Leaving Nassau

Ambler Isle
V and S
Fri 20 May 2011 14:06
We called to request permission to enter the Nassau Harbour from  Harbour Control.  As usual, their radio was static and nearly undecipherable.
They took our  information and wished us a good day.  The harbour was awash with tour boats and ferries, carrying passengers here and there.  The busy water front was alive with activity.  We hailed the Hurricane Hole Fuel Dock on the VHF radio and tied to their dock to take on some diesel.  We did not really need fuel to get back to Florida, we had enough.  But we like to have extra for the Gulf Stream crossing from Bimini to Miami.  If the seas kick up we can run faster, which burns more diesel.  We added 100 gallons to the tanks.  The previous day we'd checked and diesel was $5.39.  Hurricane Hole did not charge the customary 5% surcharge for using a credit card.  (5% would add another $.28 per gallon to the already inflated price.) But when we got there, fuel had dropped to $5.28.   We disposed of our trash, bought some eggs, bread, and coffee cream at the little convenience store, and were off.  We decided to anchor in the busy harbour.  We'd never tried dropping a hook here before, but thought it would be good to rest up before starting the trip back to the USA.  Nassau is a big city, overpopulated, with much unemployment and drug use.  It is a different world from the Bahamas we know and visit.  Although not as big, nor crime ridden, as a big American city, we use precaution when in Nassau.  The anchor grabbed on the first try.  Internet service had been non-existent most of the week, we were in very remote areas.  But we were surprised that we could not connect to the network even in Nassau.  I think the phone system is just not powerful enough to serve the many people who need it to connect to the internet.  It becomes overloaded and unusable.  So we dug out the satellite phone, hooked it up to the computer, and used it to check the weather and emails.  The sat. phone connection is very slow, too slow to go to the internet.  But we subscribe to  compression servers for both weather and email and can get this data using the sat. phone.  The weather report showed very mild weather through Saturday night.  Then the winds would increase and the direction would go ENE on Sunday. 
The Gulf Stream is actually a river flowing northward inside the ocean.  This flow is quite strong, creating a current from the south to  north between the coast of Florida and the Bahamas. If we attempt to cross this Gulf Stream in any wind with a northerly component, say, ENE, NW, or WNW, we face higher waves.  When the winds from the North are strong enough, the wind waves beat into the waves from the southerly current and create a rage condition.  Definitely not good cruising.  If we leave now, before the winds go north on Sunday, we may have a better crossing.  The Gulf Stream crossing will take us about 8 hours if we don't catch fish along the way.  So comfort and good timing are crucial.

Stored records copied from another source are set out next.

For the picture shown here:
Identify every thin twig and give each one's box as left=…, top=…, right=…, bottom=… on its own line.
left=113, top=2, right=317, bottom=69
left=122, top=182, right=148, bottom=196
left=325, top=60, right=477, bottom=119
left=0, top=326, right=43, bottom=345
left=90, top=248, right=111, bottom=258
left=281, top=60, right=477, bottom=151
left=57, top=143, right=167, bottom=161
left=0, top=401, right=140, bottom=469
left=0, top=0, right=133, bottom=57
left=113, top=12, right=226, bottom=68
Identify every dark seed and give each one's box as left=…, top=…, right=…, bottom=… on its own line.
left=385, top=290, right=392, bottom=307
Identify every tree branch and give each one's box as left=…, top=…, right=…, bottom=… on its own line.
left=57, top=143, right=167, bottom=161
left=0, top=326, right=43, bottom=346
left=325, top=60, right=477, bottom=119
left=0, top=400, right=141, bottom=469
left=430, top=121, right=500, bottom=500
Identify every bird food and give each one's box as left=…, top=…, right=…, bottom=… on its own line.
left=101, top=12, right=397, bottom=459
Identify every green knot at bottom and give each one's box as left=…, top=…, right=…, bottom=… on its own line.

We departed Nassau through the west entrance and were soon in the NE Providence Passage.  It is 55 miles across this passage to the NW Channel Light, which is the entrance to the Great Bahama Bank.   The deep Passage will be a chance to catch mahi.  We also have sighted whales here on a previous trip.  A few boats were out.  About half way through the trip across, the reels screamed, "Fish on!"  It was mahi number 10 of the season.  We landed the fish, filleted it and it was vacuum packed and sitting in the freezer in no time.  We did reserve enough for a meal unfrozen, just to enjoy the fresh taste. Finally we neared the NW Light  just as a big eye tuna took the bait.  We'd caught this tasty fish before and decided to keep it.  While not our number one favorite compared to fresh mahi, it is a nice change.  We marinate it in olive oil and herbs, then grill it medium rare.  Served with ginger slices and wasabi sauce it makes a good dinner. 
By 9:30pm we were ready to drop the anchor for the night by the Russell Beacon, several miles into the Bank.  With our deadline to meet before the weather started turning, we had to run later than normal.  We turned on the spotlight and donned our LED headlights.  Our first attempt to set the anchor failed.  Unable to see bottom in the dark, we assumed we were over heavy grass.  We moved about a half mile and tried again.  This time was successful.   The bank was a bit more rolling than we expected.  Although the winds were only 10k, the tidal current was strong.  We went to bed so we could get an early start in the morning.